Perplexity (San Francisco)
Total Funding: $414 million
Perplexity closed $250 million in a fresh round this year, the Financial Times reported in August. That funding came on the heels of a $75 million Series B round the company announced in January, which was also followed by another $63 million in April.
Glean Technologies (Palo Alto)
Total Funding: $356 million
Glean is reportedly trying to raise $250 million in fresh funding at a $4.5 billion valuation, the WSJ reported in August. That would bring Glean’s total funding to more $600 million. The startup is developing AI-powered enterprise search software.
Weights & Biases (San Francisco)
Total Funding: $265 million
A Bay Area Inno Awards honoree, Weights & Biases is AI observability software for developers. It raised a “strategic” investment round in 2023 that was led by former Github CEO Nat Friedman and Daniel Gross.
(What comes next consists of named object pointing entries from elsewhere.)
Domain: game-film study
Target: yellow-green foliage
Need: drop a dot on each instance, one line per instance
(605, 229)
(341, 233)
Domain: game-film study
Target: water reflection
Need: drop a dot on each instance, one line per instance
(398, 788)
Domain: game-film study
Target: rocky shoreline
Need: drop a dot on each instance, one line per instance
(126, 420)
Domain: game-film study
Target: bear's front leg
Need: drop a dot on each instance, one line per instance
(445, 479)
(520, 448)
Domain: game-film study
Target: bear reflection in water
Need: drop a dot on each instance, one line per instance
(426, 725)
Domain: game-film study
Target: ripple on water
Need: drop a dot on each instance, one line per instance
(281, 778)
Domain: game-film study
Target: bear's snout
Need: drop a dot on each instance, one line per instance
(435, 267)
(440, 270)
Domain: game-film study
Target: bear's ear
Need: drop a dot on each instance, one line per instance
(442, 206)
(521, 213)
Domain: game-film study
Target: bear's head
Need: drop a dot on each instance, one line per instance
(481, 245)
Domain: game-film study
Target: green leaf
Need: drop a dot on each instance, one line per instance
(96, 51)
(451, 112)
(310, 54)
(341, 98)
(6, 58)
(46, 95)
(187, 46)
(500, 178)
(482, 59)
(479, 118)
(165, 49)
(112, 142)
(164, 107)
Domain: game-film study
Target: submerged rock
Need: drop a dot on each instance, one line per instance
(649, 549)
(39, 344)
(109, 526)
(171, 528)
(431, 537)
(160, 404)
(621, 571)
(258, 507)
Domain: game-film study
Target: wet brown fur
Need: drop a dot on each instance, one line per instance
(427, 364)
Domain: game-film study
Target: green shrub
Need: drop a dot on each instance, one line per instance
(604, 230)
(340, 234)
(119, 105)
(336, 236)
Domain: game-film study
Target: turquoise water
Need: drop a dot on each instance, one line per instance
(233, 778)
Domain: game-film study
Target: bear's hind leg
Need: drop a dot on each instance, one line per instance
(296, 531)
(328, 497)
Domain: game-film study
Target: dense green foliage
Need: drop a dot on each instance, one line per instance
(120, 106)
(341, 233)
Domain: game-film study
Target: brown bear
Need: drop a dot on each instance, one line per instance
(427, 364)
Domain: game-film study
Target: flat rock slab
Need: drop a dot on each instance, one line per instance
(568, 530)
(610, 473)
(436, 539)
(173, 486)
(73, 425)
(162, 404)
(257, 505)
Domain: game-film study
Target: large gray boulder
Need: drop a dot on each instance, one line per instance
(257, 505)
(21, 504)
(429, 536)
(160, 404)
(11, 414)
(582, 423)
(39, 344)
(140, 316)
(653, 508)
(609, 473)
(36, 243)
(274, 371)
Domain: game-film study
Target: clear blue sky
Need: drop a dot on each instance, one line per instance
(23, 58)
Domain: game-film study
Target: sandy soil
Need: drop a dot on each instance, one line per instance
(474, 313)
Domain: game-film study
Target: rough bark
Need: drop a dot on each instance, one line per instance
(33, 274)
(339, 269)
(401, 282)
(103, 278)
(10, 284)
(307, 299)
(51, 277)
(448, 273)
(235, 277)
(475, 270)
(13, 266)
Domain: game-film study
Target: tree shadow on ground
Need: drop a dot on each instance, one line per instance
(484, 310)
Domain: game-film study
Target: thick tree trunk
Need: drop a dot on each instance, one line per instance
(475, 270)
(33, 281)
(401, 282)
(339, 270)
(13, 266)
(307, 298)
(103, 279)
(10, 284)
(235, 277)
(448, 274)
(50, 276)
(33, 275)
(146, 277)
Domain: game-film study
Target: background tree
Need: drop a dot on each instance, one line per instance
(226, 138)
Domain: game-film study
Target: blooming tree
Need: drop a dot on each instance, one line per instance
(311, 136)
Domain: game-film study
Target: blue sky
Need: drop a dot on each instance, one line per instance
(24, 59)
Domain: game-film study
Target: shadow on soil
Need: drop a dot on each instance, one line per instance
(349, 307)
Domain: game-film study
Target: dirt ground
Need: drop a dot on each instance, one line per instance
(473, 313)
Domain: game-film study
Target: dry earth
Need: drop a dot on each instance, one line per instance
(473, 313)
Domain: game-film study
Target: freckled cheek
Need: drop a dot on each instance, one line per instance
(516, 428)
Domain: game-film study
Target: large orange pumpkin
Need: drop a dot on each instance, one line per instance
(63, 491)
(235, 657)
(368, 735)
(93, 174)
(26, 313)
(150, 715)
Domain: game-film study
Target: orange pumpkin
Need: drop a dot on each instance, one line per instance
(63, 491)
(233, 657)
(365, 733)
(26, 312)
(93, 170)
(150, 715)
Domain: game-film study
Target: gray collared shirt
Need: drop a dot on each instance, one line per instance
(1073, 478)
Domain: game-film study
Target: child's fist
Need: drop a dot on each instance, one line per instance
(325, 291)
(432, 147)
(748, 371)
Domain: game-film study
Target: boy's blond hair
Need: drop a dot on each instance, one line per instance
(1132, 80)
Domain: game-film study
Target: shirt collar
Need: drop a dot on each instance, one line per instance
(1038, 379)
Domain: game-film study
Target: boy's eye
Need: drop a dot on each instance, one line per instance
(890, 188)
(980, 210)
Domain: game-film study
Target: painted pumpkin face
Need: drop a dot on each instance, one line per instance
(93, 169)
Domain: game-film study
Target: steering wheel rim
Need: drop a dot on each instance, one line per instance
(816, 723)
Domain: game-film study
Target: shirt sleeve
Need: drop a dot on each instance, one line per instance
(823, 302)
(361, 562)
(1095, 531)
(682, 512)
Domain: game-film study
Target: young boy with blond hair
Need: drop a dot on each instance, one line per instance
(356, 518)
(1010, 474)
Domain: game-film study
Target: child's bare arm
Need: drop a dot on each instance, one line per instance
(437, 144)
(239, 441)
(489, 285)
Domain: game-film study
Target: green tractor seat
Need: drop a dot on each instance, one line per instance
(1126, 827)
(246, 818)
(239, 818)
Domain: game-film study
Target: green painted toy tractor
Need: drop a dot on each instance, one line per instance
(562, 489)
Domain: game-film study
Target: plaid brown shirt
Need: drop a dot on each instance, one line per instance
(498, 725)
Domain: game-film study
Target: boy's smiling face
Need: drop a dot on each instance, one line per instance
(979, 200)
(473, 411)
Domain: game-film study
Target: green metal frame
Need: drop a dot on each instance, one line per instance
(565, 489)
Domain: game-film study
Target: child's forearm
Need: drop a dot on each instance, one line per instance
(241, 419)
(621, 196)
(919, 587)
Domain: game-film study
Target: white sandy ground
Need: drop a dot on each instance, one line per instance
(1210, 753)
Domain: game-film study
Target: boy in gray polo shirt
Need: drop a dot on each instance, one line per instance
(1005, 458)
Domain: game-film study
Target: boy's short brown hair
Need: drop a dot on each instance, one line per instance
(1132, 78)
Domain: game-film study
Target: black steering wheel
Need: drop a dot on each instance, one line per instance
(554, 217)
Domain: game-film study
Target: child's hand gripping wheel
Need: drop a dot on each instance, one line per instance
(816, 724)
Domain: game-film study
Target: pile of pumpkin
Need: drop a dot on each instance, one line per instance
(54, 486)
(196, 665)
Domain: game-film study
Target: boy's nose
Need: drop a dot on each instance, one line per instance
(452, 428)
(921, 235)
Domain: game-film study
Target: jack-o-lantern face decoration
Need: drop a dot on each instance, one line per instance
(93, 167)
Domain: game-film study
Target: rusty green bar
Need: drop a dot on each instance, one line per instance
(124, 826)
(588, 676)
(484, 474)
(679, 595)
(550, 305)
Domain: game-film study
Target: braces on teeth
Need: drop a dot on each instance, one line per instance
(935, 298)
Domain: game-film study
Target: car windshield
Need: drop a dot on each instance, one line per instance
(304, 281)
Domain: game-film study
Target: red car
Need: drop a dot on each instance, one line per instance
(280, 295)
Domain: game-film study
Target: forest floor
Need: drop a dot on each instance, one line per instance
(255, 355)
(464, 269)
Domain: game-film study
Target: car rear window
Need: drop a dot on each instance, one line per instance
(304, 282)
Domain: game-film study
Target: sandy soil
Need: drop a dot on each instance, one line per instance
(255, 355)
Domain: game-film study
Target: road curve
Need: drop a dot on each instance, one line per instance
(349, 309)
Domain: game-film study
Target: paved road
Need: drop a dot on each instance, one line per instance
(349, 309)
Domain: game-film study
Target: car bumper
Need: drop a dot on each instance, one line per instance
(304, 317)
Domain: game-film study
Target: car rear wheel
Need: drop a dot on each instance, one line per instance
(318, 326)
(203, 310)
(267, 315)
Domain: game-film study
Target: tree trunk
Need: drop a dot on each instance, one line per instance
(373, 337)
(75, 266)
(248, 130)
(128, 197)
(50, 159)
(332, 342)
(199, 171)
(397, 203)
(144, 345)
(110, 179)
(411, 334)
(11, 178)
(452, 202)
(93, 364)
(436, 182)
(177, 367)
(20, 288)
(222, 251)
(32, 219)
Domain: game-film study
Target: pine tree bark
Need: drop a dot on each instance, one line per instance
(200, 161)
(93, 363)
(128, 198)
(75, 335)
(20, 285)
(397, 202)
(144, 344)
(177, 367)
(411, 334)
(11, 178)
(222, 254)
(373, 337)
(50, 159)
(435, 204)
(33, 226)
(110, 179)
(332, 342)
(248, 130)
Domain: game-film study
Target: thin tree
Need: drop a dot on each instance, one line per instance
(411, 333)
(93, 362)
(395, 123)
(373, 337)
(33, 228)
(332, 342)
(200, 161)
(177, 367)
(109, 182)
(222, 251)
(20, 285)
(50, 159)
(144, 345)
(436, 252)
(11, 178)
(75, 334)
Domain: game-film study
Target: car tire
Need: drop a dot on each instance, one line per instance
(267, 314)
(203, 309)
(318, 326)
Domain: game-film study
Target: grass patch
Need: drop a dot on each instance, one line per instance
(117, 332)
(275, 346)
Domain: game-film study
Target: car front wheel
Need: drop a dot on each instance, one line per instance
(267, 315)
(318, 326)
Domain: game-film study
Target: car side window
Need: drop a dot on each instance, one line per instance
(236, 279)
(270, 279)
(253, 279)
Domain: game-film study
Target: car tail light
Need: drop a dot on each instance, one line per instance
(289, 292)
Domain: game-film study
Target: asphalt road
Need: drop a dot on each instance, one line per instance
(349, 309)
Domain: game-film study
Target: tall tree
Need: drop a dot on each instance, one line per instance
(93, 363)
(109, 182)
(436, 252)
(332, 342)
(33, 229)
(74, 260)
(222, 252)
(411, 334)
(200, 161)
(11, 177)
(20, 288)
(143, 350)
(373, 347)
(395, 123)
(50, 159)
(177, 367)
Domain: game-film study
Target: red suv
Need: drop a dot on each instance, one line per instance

That round grew to $65 million and pushed its valuation up to $1.25 billion.
Anyscale (San Francisco)
Total Funding: $260 million
Founded by UC Berkeley researchers, Anyscale raised nearly $200 million round in a Series C round that closed in 2022 and was split between equity and debt. The round valued the company at over $1 billion. Its investors include Andreessen Horowitz, Ant Group, Foundation Capital, Intel Capital, New Enterprise Associates and the House Fund.